The origins of the Chevrolet Aveo are deceptive. With that distinctive Chevy golden bow-tie badge on its nose, this is a car that you might well expect to have come from the United States. Not so: it is built in South Korea, a budget supermini with its roots in the now-defunct Daewoo brand that was owned by General Motors.
This car’s predecessor was the Daewoo Kalos, but that was before GM replaced it with a new model and rebadged it as a Chevrolet. The Aveo is a five-door hatchback supermini, intended to woo buyers away from similar sized European superminis such as the Ford Fiesta, Vauxhall Corsa and Renault Clio.
The Aveo is available with either petrol or diesel engines, in a price range from £9,995 to £13,615. The version we test here is the interesting high-economy Ecodiesel, with a £12,795 price tag and an impressive combined fuel economy figure of 78.4 mpg, making it one of the most frugal cars on the market.
Chevrolet has 93 UK dealers and a four model range. As well as the Aveo, the range includes the Spark hatchback, boldly-styled Cruze saloon, the Orlando seven-seater MPV and the Captiva SUV. By the end of 2012 another five models are joining the Chevrolet stable: the Cruze estate car, Volt electric car, and the high-performance muscle cars, the Camaro and Corvette.
The Aveo is no ball of fire, but it performs quite reasonably for a small, modestly powered car. The 1.3 litre diesel engine is a 16-valve unit with a 94 bhp power output peaking at 4,000 rpm, and 140 lb ft of torque between 1,750 and 2,500 rpm.

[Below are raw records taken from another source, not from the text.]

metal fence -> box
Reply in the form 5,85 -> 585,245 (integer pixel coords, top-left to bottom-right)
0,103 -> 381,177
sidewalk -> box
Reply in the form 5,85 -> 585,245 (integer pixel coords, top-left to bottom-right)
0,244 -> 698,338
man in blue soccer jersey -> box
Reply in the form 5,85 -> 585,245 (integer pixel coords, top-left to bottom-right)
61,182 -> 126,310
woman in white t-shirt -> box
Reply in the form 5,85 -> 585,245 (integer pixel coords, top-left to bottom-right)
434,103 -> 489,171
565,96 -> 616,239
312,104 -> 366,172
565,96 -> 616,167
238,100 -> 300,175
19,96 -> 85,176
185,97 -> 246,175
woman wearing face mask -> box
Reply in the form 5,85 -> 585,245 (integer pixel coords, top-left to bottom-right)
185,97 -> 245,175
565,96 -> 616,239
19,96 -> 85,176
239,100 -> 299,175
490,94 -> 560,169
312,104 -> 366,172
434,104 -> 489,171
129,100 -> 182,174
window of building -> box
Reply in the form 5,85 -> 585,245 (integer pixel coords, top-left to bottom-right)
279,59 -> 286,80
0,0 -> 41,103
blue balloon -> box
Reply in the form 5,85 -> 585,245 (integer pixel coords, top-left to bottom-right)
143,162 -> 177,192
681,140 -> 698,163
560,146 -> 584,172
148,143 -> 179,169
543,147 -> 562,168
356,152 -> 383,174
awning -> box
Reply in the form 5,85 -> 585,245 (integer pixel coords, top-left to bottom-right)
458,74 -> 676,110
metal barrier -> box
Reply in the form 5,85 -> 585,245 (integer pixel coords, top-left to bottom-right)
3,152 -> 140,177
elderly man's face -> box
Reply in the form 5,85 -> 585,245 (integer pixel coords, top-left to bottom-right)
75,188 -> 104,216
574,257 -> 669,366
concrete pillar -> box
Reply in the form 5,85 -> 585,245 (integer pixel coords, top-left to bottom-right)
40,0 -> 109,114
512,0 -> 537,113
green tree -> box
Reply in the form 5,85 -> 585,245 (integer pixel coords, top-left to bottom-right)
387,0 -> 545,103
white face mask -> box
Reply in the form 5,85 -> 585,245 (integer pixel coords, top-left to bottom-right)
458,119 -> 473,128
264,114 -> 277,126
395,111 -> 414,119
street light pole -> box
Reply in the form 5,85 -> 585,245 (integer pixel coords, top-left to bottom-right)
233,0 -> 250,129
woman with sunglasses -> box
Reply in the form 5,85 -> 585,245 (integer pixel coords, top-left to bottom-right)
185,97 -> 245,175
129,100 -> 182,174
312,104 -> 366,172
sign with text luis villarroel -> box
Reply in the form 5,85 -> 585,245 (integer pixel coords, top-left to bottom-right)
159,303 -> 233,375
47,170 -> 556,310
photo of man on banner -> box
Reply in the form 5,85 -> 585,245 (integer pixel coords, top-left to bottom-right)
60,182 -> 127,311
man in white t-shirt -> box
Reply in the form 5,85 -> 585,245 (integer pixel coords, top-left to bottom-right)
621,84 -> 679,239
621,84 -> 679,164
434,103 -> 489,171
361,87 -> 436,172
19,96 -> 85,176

On the road that translates into performance that is adequately lively for the type of car it is, but won’t excite any latent boy racer instinct in you.
The top speed is a relatively modest 108 mph, and the 0-62 mph acceleration time of just under 12 seconds is adequate but not exactly rapid. Power delivery is smooth and linear, though, and with judicious use of the gears to stoke the performance it is a perfectly pleasant little car to drive. It also has the advantage of far less frequent visits to the fuel pumps than most other cars. The CO2 output is 95 g/km, so there is no charge for the annual road tax disc, and the car is exempt from the London congestion charge.